The form of the breeder's equation allows us to clearly see how to maximize response to selection per unit of time.

### 1. Reduce the generation interval
This factor is bound by the biology of the organisms, but ways to reduce the generation interval are possible.

- Selection during the off-season in plants
 
  - winter nursery
  - [speed breeding](https://youtu.be/Zwk1IGYPJiA) (Watson et al., 2018), up to 6 six generations per year

- __Genomic selection__
  - Selection without phenotyping

---

# Improvement of response

`\begin{align*}
& R =  \frac{i h^2\sigma_P}{L} \\
\end{align*}`

### 2. Increase the heritability of the trait
Depends on the genetic architecture, not always under the control of the breeder.

- Maximizing the repeatability of trait evaluation.
 
 - Sound measurement methods and proper experimental design
 
---

# Improvement of response

`\begin{align*}
& R =  \frac{i h^2\sigma_P}{L} \\
\end{align*}`

### 3. Increase the selection intensity

- Reduce the number of individuals selected to serve as parents of the next generation

--
  - __Be cautious__: increase the inbreeding coefficient and hence loss of alleles through genetic drift.
  
  - __Increase `\(i\)` is likely not the most efficient path!__
    i.e. p from 10% to 5% => i from 1.755 to 2.063.

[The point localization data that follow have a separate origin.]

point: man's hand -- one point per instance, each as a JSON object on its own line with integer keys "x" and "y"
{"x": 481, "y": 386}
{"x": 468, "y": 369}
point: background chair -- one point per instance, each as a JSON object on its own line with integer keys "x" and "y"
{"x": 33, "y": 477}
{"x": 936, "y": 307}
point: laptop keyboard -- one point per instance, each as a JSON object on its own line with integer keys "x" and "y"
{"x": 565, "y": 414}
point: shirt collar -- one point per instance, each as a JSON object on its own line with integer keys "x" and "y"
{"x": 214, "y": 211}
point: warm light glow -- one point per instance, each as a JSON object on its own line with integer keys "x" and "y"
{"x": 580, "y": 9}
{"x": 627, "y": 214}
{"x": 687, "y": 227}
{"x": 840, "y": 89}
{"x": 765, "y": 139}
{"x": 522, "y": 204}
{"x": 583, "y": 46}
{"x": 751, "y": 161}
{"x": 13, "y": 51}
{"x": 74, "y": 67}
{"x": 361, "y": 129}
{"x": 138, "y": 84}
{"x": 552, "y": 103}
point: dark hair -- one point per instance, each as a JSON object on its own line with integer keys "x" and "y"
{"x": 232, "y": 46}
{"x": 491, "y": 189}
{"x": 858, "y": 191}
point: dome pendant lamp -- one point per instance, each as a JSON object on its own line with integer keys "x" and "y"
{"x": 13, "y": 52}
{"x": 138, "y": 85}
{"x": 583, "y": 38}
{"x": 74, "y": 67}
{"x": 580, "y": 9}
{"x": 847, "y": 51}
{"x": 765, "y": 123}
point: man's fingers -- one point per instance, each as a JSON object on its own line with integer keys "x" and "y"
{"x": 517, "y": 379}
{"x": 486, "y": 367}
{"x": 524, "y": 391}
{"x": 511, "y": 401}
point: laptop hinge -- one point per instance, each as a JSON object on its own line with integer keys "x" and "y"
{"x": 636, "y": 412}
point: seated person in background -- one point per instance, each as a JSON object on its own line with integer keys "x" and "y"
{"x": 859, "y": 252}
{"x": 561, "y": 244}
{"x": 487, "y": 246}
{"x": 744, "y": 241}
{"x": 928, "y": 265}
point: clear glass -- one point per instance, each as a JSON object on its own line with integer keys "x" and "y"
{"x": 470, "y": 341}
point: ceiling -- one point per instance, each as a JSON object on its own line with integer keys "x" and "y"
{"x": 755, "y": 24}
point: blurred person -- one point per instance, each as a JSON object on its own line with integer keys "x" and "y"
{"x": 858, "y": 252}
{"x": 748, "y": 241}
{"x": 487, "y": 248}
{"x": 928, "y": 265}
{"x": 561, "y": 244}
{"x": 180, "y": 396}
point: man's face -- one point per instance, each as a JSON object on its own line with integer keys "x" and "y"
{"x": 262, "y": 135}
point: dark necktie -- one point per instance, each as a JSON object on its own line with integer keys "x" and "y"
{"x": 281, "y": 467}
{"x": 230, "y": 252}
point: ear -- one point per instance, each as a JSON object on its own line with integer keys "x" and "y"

- Increase the population size from which selections are made

---

# Improvement of response

`\begin{align*}
& R =  \frac{i h^2\sigma_P}{L} \\
\end{align*}`

### 4. Increase additive genetic variance

`\begin{align*}
& h^2 = \frac{\sigma_A^2}{\sigma^2_P}; & h = \frac{\sigma_A}{\sigma_P} \\
\end{align*}`

`\begin{align*}
& R =  i h\sigma_A/L\\
\end{align*}`

- The breeding population needs to contain adequate additive genetic variation for the trait of interest.

- If no difference in breeding values exist between individuals within the population, genetic gain through selection is not possible.